Long story short, Cloudflare Tunnel started as a network service which lets you expose a web server with private IP address to the public Internet. This way you don’t have to punch a hole in your firewall infrastructure, in order to have inbound access to the server. There are additional benefits like the fact that nobody knows the real IP address of your server, they can’t DDoS you by sending malicious traffic, etc.
Today I was pleasantly surprised to discover that Cloudflare Tunnels can be used for SSH traffic as well. It’s true that most machines with an SSH server have public IP addresses. But think about the time when you want to access the Linux laptop or workstation of a relative, so that you can remotely control their desktop, in order to help them out. Modern Linux distros all provide remote desktop functionality but the question is how do you get direct network access to the Linux workstation.
If you can connect via SSH to a remote machine without a public IP address, then you can set up SSH port forwarding, in order to connect to their remote desktop local service, too.
Here is what you have to execute at the remote machine to which you want to connect:
$ wget https://github.com/cloudflare/cloudflared/releases/latest/download/cloudflared-linux-amd64
$ chmod +x cloudflared-linux-amd64
$ ./cloudflared-linux-amd64 tunnel --url ssh://localhost:22
2023-03-04T20:51:16Z INF Thank you for trying Cloudflare Tunnel. Doing so, without a Cloudflare account, is a quick way to experiment and try it out. However, be aware that these account-less Tunnels have no uptime guarantee. If you intend to use Tunnels in production you should use a pre-created named tunnel by following: https://developers.cloudflare.com/cloudflare-one/connections/connect-apps
2023-03-04T20:51:16Z INF Requesting new quick Tunnel on trycloudflare.com...

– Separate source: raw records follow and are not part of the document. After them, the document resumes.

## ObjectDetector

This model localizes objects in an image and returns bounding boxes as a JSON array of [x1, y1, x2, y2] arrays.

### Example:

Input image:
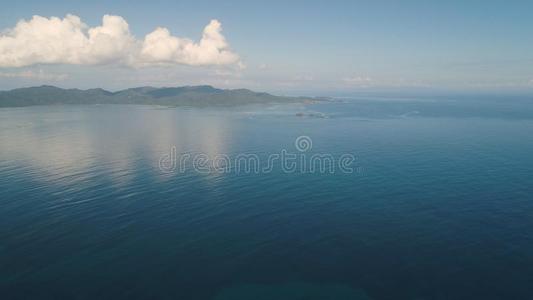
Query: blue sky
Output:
[[0, 0, 533, 94]]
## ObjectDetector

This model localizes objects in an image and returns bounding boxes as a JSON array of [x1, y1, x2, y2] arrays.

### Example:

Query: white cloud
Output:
[[342, 76, 373, 87], [0, 69, 68, 81], [0, 15, 242, 67]]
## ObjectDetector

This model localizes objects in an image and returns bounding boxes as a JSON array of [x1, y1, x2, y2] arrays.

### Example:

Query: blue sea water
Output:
[[0, 97, 533, 300]]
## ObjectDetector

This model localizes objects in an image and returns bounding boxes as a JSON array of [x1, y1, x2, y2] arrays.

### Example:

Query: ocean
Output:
[[0, 96, 533, 300]]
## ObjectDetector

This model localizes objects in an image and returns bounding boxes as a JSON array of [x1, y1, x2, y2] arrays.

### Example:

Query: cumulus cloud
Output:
[[342, 76, 374, 87], [0, 15, 242, 67]]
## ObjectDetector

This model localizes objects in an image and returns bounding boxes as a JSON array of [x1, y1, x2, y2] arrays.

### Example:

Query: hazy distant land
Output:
[[0, 85, 316, 107]]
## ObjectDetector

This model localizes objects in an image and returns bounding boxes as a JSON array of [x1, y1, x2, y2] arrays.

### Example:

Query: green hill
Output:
[[0, 85, 313, 107]]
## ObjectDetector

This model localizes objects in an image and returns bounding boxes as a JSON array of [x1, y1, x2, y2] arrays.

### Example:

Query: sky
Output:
[[0, 0, 533, 95]]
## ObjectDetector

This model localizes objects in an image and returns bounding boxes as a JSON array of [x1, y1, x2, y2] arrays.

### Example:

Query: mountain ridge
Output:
[[0, 85, 317, 107]]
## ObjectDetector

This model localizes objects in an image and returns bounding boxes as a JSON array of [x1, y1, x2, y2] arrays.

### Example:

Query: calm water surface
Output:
[[0, 98, 533, 300]]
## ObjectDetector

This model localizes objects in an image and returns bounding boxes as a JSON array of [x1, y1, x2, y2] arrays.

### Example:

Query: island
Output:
[[0, 85, 318, 107]]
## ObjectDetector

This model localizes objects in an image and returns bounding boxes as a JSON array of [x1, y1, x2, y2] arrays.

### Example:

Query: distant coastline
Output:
[[0, 85, 321, 107]]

2023-03-04T20:51:20Z INF +--------------------------------------------------------------------------------------------+
2023-03-04T20:51:20Z INF | Your quick Tunnel has been created! Visit it at (it may take some time to be reachable): |
2023-03-04T20:51:20Z INF | https://statistics-feel-icon-applies.trycloudflare.com |
2023-03-04T20:51:20Z INF +--------------------------------------------------------------------------------------------+
When you have the URL “statistics-feel-icon-applies.trycloudflare.com” (which changes with every quick Cloudflare tunnel execution), you have to do the following on your machine (documentation is here):
$ wget https://github.com/cloudflare/cloudflared/releases/latest/download/cloudflared-linux-amd64
$ chmod +x cloudflared-linux-amd64
$ vi ~/.ssh/config # and then add the following
Host home.server
ProxyCommand /home/famzah/cloudflared-linux-amd64 access ssh --hostname statistics-feel-icon-applies.trycloudflare.com
$ ssh root@home.server 'id ; hostname' # try the connection
uid=0(root) gid=0(root) groups=0(root)
home-server
The quick Cloudflare Tunnels are free and don’t require that you have an account with Cloudflare. What a great ad-hoc replacement of VPN networks! On Linux this network infrastructure lets you replace Teamviewer, AnyDesk, etc. with a free secure remote desktop solution.